Rozwiedliśmy się natychmiast. Przez ten czas nie miałem kontaktu ani z Marzeną, ani z synami. Po rozwodzie z Kasią postanowiłem wrócić do pierwszej żony. Kupiłem kwiaty, wino, tort i pojechałem pod jej stare mieszkanie. Okazało się, iż już tam nie mieszka. Nowy właściciel dał mi nowy adres.

Poszedłem tam. Otworzył mi jakiś facet. Marzena znalazła dobrą pracę i wyszła za kolegę z biura. Była szczęśliwa, ułożyła sobie życie.

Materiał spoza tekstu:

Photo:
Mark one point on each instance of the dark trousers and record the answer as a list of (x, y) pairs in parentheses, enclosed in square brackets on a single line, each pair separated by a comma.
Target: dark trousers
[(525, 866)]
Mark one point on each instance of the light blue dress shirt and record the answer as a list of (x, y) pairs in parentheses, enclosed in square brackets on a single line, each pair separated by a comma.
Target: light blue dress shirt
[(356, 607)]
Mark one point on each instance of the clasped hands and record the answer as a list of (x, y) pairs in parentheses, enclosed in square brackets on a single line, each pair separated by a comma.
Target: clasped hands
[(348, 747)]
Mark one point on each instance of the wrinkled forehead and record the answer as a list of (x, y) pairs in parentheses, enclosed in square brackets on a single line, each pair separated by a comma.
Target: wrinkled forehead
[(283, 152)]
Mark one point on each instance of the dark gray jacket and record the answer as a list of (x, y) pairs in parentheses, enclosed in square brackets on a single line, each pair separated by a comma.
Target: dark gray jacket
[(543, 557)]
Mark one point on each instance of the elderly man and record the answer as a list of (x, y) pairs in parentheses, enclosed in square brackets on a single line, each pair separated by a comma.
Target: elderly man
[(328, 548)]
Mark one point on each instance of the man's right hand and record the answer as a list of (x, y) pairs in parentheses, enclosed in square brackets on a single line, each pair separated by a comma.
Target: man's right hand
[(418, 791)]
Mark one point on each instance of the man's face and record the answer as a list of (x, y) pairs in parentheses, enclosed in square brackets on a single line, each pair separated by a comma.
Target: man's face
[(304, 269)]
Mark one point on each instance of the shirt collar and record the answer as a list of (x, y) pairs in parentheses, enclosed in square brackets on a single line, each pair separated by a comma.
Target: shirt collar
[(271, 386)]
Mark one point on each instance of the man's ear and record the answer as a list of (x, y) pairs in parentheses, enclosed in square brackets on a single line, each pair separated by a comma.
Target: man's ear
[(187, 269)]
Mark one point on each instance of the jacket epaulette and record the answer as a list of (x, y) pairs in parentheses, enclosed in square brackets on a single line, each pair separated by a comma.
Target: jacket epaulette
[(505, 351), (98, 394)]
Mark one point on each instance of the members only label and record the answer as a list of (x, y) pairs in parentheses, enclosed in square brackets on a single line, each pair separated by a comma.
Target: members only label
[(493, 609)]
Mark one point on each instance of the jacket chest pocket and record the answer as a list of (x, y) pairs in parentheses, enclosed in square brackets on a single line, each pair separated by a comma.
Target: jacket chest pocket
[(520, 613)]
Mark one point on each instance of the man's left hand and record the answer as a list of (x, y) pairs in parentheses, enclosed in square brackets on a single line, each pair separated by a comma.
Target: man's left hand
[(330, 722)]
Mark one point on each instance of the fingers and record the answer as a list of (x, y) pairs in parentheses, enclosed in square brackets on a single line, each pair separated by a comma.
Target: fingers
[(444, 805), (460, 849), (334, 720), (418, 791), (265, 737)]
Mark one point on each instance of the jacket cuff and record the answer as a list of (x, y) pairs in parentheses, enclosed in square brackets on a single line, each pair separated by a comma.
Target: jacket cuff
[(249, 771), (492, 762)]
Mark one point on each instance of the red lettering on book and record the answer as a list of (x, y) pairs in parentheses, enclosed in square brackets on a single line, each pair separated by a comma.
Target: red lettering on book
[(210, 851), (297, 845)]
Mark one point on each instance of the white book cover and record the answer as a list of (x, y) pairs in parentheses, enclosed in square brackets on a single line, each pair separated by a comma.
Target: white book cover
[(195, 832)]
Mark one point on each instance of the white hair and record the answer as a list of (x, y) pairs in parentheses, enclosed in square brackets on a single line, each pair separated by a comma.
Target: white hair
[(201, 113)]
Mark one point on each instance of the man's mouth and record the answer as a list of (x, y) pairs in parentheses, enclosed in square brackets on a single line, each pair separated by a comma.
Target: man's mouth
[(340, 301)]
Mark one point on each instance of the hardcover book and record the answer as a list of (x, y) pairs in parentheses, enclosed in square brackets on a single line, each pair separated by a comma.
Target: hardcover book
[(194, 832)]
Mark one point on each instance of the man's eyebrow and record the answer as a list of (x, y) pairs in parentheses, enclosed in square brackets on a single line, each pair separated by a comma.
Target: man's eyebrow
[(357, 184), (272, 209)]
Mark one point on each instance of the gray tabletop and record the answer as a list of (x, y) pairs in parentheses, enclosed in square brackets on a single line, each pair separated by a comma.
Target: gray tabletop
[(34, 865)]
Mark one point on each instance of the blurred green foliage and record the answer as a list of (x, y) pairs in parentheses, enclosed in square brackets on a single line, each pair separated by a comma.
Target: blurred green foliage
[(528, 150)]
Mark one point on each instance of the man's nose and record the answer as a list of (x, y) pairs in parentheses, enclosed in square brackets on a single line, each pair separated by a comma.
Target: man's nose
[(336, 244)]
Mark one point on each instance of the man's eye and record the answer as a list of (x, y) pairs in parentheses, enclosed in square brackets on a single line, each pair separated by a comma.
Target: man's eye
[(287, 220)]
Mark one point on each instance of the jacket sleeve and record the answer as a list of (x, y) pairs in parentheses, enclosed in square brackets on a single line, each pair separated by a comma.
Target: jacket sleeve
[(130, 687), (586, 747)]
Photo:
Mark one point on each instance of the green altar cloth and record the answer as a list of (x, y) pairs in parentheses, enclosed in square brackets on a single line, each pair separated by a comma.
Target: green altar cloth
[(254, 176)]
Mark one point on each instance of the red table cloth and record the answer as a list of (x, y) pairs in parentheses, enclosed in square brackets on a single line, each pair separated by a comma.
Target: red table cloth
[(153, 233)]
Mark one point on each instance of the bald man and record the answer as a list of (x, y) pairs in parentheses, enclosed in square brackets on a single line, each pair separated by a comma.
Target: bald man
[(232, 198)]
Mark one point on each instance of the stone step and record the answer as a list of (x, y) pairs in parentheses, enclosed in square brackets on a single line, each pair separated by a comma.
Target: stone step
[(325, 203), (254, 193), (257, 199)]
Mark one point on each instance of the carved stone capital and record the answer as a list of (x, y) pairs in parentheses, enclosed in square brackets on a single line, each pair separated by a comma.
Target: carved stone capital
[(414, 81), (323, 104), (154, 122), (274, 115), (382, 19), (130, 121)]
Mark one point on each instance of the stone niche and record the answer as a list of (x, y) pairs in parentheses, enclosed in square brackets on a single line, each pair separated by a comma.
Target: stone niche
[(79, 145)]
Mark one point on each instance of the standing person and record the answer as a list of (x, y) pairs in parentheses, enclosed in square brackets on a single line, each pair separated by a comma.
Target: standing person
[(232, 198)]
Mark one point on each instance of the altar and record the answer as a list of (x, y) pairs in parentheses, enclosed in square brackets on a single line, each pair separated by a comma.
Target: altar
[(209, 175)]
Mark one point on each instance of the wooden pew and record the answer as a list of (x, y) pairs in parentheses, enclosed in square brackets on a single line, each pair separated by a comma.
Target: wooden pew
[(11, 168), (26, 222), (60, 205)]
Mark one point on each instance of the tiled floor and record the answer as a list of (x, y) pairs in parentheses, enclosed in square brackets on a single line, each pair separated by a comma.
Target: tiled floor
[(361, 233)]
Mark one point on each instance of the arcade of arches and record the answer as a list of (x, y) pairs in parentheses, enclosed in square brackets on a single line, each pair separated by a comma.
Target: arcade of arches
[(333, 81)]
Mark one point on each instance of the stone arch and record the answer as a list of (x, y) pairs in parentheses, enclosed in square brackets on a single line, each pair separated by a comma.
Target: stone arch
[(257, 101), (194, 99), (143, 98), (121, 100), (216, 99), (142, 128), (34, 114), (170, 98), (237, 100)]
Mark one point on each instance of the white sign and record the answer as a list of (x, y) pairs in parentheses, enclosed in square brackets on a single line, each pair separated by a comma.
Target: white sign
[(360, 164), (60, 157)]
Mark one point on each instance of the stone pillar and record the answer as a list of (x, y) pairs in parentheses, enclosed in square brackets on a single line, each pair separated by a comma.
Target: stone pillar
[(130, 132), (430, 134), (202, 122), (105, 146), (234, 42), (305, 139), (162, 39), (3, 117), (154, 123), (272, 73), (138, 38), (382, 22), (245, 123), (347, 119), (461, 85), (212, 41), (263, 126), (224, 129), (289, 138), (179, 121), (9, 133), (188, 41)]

Spotkałem ją później w kawiarni. Poprosiłem, żeby do mnie wróciła. Spojrzała na mnie jak na idiotę i wyszła. Teraz dopiero widzę, jaki błąd popełniłem. Czego ja adekwatnie chciałem? Co osiągnąłem? Po co rzuciłem żonę dla jakiejś młodziutkiej laski?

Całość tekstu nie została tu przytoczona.